It was a relatively fringe topic that only recently got the attention of a large number of real researchers. And parts of it could need large amounts of computational power afforded by only by superhuman narrow AI.
There have been a few random phd dissertations saying the topic is hard but as far as I can tell there has only recently been push for a group effort by capable and well funded actors (I.e. openAI’s interpretability research).
I don’t trust older alignment research much as an outsider. It seems to me that Yud has built a cult of personality around AI dooming and thus is motivated to find reasons for alignment not being possible. And most of his followers treat his initial ideas as axiomatic principles and don’t dare to challenge them. And lastly most past alignment research seems to be made by those followers.
Unfortunately, we do not have the luxury of experimenting with dangerous AI systems to see whether they cause human extinction or not. When it comes to extinction, we do not get another chance to test.
For example this is an argument that has been convincingly disputed to varying levels (warning shots, incomputability of most plans of danger) but it is still treated as a fundamental truth on this site.

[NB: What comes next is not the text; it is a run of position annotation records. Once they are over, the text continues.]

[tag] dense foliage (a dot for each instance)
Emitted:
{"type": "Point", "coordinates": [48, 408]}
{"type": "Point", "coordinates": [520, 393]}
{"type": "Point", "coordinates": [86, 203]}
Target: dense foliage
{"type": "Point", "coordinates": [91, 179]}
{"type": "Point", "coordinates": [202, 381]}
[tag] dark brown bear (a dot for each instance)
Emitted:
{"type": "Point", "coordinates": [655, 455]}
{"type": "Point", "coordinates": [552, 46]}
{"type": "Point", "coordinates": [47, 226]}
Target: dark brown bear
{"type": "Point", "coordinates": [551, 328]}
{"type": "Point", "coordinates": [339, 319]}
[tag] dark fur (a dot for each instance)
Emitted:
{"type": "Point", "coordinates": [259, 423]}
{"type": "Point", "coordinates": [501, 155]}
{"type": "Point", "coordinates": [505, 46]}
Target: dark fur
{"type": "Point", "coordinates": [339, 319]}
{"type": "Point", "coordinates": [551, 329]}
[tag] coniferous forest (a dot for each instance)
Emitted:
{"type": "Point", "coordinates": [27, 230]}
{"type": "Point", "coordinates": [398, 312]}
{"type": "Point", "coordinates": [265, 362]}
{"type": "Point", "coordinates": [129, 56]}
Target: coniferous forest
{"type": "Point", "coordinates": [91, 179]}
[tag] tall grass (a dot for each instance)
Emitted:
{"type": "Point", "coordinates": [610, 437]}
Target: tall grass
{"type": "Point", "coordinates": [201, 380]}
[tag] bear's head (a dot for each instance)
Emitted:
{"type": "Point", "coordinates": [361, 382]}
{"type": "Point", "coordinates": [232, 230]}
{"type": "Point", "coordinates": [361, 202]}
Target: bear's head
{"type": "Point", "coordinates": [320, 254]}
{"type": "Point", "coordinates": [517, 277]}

I think my point is lowering it to just there being a non trivial probability of it following the rule. Fully aligning AIs to near certainty may be a higher bar than just potentially aligning AI.
Align with arbitrary values without possibility of inner deception. If it is easy to verify the values of an agent to a near certainty, it seems to follow that we can more or less bootstrap alignment with weaker agents inductively aligning stronger agents.